Bruxelles, 07/06/2000 (Agence Europe) - A l'initiative d'Anna Diamantopoulou, la Commission a adopté ce mercredi une communication relative à une nouvelle stratégie-cadre communautaire en matière d'égalité entre les femmes et les hommes pour la période 2001-2005, avec une dotation financière totale de 50 millions d'euros pour les cinq ans. Cette nouvelle stratégie couvre toutes les politiques communautaires en vue de réaliser l'égalité entre les hommes et les femmes et est fondée sur des critères d'évaluation clairs, un processus de suivi, d'analyse comparative de l'efficacité et d'évaluation.
La stratégie-cadre s'articule autour de cinq objectifs: 1) égalité dans la vie économique; 2) égalité de la participation et de la représentation; 3) égalité dans la vie sociale; 4) égalité dans la vie civile; 5) modification des rôles et élimination des stéréotypes.

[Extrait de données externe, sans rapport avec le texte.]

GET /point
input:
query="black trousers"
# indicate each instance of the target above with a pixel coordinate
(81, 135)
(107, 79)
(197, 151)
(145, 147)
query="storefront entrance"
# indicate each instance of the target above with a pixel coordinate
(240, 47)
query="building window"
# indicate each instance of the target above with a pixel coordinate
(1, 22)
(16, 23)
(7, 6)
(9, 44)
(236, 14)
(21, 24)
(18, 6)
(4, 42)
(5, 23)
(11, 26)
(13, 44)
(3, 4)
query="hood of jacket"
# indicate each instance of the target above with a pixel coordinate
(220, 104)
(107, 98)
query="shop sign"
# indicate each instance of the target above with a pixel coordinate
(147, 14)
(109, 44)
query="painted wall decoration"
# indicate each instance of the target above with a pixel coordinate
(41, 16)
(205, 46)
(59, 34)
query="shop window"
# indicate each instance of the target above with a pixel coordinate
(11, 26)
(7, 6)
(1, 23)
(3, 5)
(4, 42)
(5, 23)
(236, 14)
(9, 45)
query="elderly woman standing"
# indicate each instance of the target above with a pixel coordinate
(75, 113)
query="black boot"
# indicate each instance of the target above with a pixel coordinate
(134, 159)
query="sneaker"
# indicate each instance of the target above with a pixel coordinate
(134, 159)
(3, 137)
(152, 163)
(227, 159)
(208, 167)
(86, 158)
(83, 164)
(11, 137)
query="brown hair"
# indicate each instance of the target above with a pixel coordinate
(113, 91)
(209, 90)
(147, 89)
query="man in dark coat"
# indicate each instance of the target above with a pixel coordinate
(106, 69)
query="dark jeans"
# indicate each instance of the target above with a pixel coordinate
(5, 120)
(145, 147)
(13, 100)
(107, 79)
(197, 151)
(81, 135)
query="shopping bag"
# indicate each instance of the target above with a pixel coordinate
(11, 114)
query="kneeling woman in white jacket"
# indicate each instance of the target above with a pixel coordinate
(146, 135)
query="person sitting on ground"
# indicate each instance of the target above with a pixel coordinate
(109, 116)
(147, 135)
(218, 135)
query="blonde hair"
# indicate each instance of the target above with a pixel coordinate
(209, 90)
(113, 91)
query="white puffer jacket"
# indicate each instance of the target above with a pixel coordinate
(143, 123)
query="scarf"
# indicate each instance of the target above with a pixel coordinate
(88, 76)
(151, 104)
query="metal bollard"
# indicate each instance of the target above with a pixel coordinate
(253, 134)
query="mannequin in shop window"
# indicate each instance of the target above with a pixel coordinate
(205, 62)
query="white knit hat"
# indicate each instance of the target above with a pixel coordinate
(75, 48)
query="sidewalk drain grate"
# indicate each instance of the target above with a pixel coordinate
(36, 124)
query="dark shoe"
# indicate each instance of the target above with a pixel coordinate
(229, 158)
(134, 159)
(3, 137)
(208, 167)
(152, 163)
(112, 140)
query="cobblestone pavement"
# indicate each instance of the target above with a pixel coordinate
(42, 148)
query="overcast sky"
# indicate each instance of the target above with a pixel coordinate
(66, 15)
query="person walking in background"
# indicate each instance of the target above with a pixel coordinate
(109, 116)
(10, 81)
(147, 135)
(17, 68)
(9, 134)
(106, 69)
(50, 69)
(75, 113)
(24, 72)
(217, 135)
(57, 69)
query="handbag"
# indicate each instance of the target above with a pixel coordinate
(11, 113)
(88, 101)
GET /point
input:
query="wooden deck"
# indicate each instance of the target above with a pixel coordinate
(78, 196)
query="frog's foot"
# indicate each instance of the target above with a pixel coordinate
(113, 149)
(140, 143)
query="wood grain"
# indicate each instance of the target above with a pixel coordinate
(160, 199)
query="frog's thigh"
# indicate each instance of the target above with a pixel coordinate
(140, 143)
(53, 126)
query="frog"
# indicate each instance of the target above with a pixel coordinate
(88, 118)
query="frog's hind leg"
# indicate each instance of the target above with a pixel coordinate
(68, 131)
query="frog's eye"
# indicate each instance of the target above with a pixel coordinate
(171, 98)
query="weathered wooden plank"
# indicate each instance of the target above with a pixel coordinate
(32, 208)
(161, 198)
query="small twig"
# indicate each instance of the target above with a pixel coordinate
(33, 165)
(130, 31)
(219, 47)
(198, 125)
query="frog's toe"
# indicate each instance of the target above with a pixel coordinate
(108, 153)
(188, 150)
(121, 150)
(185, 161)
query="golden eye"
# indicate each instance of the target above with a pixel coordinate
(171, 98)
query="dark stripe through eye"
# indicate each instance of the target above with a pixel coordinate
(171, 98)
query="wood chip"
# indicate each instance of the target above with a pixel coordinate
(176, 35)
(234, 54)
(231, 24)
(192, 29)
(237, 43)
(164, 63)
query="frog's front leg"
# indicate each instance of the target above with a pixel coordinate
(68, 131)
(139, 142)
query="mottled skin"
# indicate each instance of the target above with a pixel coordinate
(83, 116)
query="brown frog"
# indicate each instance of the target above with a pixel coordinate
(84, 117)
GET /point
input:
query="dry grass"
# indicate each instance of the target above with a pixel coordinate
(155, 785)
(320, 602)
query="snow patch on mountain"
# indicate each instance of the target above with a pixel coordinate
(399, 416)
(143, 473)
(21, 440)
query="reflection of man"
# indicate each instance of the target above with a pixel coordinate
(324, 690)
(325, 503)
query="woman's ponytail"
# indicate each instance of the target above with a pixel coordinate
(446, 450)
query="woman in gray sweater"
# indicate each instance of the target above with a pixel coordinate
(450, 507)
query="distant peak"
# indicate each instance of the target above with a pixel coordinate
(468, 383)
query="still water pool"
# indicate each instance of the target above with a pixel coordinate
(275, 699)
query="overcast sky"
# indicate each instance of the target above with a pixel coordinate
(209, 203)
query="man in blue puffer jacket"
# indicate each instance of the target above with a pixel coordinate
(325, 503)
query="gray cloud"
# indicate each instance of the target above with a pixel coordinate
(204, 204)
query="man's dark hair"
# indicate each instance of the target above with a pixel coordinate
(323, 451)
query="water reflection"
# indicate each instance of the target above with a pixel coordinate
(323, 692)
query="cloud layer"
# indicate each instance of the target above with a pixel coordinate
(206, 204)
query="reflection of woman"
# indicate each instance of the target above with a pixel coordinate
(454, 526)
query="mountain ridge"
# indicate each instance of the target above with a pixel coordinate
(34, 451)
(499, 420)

Les actions envisagées tournent autour de deux piliers: a) un pilier "mainstreaming" qui consiste à ce que les différents services de la Commission intègrent des actions concrètes pour les femmes dans toutes les politiques, activités et programmes existants, y compris dans les politiques des relations extérieures et du développement; b) un pilier spécifique qui vise à combattre toutes les formes de discrimination que rencontrent les femmes sur leur lieu de travail (voir notamment EUROPE du 8 et du 29 janvier et du 26 février).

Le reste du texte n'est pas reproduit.